Unleash LLMs Potential for Recommendation by Coordinating Twin-Tower Dynamic Semantic Token Generator
Jun Yin, Zhengxin Zeng, Mingzheng Li, Hao Yan, Chaozhuo Li, Weihao, Han, Jianjin Zhang, Ruochen Liu, Allen Sun, Denvy Deng, Feng Sun, Qi Zhang,, Shirui Pan, Senzhang Wang

TL;DR
This paper introduces TTDS, a novel generative recommender system leveraging dynamic semantic indexing and twin-tower architecture to better utilize LLMs for recommendation, significantly improving accuracy over existing methods.
Contribution
The paper presents the first dynamic semantic index paradigm for LLM-based recommenders, integrating a twin-tower semantic token generator and multi-grained alignment to enhance recommendation quality.
Findings
Achieves 19.41% higher Hit-Rate on average
Achieves 20.84% higher NDCG on average
Demonstrates superiority over baseline methods in experiments
Abstract
Owing to the unprecedented capability in semantic understanding and logical reasoning, the pre-trained large language models (LLMs) have shown fantastic potential in developing the next-generation recommender systems (RSs).

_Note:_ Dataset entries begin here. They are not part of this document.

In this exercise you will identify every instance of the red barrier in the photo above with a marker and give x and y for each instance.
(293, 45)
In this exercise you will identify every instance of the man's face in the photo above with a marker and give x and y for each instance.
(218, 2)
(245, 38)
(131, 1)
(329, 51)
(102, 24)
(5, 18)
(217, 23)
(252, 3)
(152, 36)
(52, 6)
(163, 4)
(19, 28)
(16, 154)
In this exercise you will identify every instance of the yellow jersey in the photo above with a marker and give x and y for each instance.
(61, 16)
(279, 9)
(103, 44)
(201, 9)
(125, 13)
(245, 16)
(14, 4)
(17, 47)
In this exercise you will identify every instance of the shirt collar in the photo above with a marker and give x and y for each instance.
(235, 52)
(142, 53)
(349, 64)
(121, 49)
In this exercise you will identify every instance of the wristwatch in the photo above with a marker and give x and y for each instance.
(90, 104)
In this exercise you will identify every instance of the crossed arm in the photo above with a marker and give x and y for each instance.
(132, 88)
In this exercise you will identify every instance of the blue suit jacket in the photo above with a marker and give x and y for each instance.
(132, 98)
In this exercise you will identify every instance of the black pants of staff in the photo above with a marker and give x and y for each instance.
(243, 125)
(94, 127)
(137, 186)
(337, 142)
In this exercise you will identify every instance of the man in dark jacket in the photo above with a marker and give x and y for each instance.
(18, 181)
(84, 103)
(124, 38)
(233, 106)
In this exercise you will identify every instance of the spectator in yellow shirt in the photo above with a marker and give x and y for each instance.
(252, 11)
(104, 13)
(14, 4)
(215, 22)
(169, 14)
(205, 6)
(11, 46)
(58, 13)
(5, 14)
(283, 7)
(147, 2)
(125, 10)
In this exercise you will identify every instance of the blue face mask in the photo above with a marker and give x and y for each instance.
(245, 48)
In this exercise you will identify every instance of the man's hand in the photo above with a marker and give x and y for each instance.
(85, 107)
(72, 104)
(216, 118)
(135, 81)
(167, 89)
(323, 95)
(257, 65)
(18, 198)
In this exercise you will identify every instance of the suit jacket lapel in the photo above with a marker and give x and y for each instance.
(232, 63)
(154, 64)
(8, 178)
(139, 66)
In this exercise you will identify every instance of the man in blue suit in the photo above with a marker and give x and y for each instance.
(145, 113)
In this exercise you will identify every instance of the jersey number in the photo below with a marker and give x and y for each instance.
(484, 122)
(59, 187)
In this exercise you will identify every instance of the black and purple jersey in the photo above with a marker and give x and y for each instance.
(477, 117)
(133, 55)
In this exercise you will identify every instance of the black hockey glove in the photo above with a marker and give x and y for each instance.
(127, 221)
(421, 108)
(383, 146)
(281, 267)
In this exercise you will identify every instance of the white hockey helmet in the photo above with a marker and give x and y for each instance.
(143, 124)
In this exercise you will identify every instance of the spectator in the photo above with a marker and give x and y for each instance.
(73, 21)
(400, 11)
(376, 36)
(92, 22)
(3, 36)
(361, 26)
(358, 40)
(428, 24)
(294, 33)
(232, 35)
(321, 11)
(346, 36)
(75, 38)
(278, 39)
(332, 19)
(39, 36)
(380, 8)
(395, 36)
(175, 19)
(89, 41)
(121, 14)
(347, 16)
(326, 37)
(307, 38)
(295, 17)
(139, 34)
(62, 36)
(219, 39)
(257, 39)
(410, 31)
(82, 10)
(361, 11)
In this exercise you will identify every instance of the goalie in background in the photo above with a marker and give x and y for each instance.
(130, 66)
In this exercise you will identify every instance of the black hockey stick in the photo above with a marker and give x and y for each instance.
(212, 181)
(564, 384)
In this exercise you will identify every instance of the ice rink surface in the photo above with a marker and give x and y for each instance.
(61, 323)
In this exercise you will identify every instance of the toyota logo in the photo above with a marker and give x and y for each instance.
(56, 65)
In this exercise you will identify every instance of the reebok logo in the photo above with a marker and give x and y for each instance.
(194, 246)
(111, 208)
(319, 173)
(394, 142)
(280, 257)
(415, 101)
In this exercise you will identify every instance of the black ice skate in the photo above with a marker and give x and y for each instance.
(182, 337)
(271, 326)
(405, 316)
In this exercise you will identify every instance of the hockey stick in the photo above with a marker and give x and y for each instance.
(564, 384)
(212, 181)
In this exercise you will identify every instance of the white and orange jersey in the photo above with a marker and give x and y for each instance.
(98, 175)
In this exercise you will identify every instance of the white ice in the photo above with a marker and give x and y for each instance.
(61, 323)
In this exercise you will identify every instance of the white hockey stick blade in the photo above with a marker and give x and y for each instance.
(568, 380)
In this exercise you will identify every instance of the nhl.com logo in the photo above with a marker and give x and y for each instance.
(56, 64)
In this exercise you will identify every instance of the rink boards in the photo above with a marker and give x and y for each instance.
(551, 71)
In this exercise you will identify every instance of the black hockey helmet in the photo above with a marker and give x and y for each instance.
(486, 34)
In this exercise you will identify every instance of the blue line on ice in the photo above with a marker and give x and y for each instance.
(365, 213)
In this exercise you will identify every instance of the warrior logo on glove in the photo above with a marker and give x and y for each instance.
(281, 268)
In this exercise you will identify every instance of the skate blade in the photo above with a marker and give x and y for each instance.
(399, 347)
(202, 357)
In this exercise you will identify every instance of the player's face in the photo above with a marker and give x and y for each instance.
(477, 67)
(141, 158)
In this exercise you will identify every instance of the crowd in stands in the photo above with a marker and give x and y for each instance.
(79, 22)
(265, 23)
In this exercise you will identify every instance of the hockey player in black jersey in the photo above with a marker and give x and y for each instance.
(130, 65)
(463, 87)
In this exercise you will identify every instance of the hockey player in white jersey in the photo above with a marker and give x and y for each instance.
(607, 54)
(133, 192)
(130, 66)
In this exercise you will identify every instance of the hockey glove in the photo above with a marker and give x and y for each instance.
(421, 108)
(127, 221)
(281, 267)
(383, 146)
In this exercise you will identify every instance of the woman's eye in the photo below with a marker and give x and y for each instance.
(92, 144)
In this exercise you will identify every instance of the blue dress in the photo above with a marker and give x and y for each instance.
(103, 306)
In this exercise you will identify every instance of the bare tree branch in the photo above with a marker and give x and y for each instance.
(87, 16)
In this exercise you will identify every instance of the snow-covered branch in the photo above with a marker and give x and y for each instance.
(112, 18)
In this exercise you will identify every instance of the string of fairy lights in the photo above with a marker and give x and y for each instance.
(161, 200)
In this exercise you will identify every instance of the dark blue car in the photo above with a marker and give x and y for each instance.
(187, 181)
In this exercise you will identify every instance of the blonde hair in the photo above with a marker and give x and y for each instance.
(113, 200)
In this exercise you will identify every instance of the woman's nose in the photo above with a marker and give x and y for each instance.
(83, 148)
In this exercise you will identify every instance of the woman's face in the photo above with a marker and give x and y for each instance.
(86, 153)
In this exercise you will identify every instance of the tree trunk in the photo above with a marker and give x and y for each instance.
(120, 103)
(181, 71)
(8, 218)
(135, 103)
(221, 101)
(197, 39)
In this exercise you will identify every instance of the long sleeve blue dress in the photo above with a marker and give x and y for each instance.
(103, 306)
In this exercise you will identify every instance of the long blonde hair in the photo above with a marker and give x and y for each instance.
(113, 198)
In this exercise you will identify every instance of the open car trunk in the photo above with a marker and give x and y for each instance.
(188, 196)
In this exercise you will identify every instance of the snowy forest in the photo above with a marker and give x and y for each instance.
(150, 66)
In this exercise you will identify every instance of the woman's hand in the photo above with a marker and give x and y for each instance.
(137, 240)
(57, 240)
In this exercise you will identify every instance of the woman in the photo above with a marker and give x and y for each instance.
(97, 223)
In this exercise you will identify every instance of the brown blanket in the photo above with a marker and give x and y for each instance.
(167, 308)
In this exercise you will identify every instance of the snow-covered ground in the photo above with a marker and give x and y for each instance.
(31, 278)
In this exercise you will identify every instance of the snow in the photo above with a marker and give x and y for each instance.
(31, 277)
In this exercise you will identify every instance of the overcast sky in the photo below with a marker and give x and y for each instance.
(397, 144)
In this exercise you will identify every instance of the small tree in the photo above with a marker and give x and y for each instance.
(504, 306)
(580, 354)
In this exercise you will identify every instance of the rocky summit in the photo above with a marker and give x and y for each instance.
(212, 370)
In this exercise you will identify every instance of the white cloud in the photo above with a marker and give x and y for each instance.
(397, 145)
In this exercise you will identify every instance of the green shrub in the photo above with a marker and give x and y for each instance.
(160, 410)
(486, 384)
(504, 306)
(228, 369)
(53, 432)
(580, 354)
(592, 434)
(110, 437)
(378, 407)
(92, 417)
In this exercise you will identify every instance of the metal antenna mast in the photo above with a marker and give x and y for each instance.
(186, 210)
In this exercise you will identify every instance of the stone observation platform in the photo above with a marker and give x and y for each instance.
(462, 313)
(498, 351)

However, the static index paradigm adopted by current methods greatly restricts the utilization of LLMs capacity for recommendation, leading to not only the insufficient alignment between semantic and collaborative knowledge, but also the neglect of high-order user-item interaction patterns. In this paper, we propose Twin-Tower Dynamic Semantic Recommender (TTDS), the first generative RS which adopts dynamic semantic index paradigm, targeting at resolving the above problems simultaneously. To be more specific, we for the first time contrive a dynamic knowledge fusion framework which integrates a twin-tower semantic token generator into the LLM-based recommender,…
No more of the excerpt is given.